Notice any difference? Obviously, this piece of code will fix your logo only. To fix other images, you will need to rewrite their codes in similar fashion. Easy peasy stuff.
In part one of this tutorial, we mentioned four basic template files namely index.php, header.php, sidebar.php and footer.php. Template files control how your website will be displayed on the web. Templates get information from your WordPress’ MySQL database and translate the same into HTML code that is displayed in web browsers. In other words, template files are the building blocks of WordPress themes. To get a better understanding of templates, let us delve into a concept known as template hierarchy.
We will use an analogy. If a visitor clicks an a category link (i.e. link to a category) such as http://www.yoursite.com/blog/category/your-category/, WordPress utilizes template hierarchy to generate the right file (and content) as explained below:
- Firstly, WordPress will look for a template file that matches the category ID
- If the category’s ID is, for instance 2, WordPress will look for a template file named category-2.php
- If category-2.php is unavailable, WordPress will go for a generic category template file such as category.php
- If this template file is unavailable as well, WordPress will look for a generic archive template such as archive.php
- If the generic archive template does not exist, WordPress will fall back on the main template file, index.php
That’s how WordPress templates work, and you can use these files to customize your WordPress theme to suit your needs. Other template files include:
|home.php or index.php
|Used to render the blog posts index
|Used to render static pages or latest posts as set in front page displays
|Used to render a single post page
|Used to render custom post types e.g. if post-type was a product, WordPress would use single-product.php
|Used to render static pages
|category.php or archive.php
|Used to render Category Archive index
|Used to render the author
|Used to render date
|Used to render search results
|Used to render server 404 error page
This is just a short list, there are many other WordPress templates. The topic of templates is a big one, and the best way to learn how to play with template files is by reading the extensive Theme Development library at WordPress. Alternatively, you can read the shorter Templates Section at WordPress Codex.

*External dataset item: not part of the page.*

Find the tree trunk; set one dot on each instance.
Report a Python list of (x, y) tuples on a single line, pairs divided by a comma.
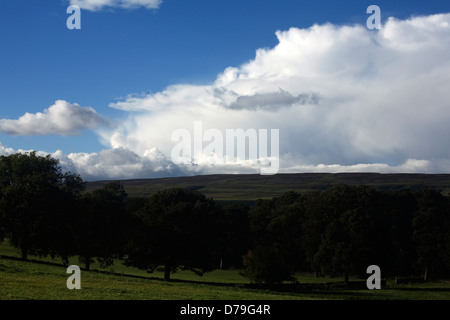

Seeing that we just introduced Template Files, it is only fair to mention a thing or two about template tags, and the role they play in WordPress theming. According to WordPress.org, “…template tags are used within your blog’s template to display information dynamically or otherwise customize your blog, providing the tools to make it as individual and interesting as you are.”

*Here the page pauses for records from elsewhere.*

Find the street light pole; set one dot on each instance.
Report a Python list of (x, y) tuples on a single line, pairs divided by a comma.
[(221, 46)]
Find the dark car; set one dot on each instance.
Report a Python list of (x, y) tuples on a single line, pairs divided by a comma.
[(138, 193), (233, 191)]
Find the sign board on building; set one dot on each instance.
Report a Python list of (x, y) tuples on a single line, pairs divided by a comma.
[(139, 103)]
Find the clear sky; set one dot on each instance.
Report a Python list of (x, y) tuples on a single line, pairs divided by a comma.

In our previous tutorial, you met a few template tags such as get_header, get_sidebar, get_footer and bloginfo. In the following section, we will add a few template tags to our newly-created WordPress theme. I am assuming you’ve already included the DOCTYPE declaration in your header.php file. If you haven’t, here is the code:
The DOCTYPE declaration gives meaning to your HTML code. With that out of the way, let us modify the opening HTML tag. We will include a lang attribute using the language_attributes tag like so:
<html xmlns="http://www.w3.org/1999/xhtml" <?php language_attributes(); ?>
The above code will generate the following:
<html xmlns="http://www.w3.org/1999/xhtml" lang="en-US">
With the DOCTYPE declaration and language_attribute tag in place, your theme’s structure is legit and browsers will understand your code. If you are creating a theme for a blog, its important to place links to your pingback URL and RSS feed in your head. In your header.php, add the following code:
<link title="<?php bloginfo('name'); ?> RSS Feed" href="<?php bloginfo('rss2_url'); ?>" rel="alternate" type="application/rss+xml" /><link href="<?php bloginfo('pingback_url'); ?>" rel="pingback" />
Did you notice how we employed the bloginfo tag to include the RSS feed (‘rss2_url’) and pingback (‘pingback_url’)? Before saving your header.php file, add also the following code:
<?php wp_head(); ?>
<title><?php wp_title( '|', true, 'right' ); ?><?php bloginfo('name'); ?></title>
The first tag wp_title will add the title of your page or post and the second tag bloginfo(‘name’) will add your blog name. Now that your WordPress theme has page titles, how about we create a screenshot for our theme, repackage the theme and take a rest?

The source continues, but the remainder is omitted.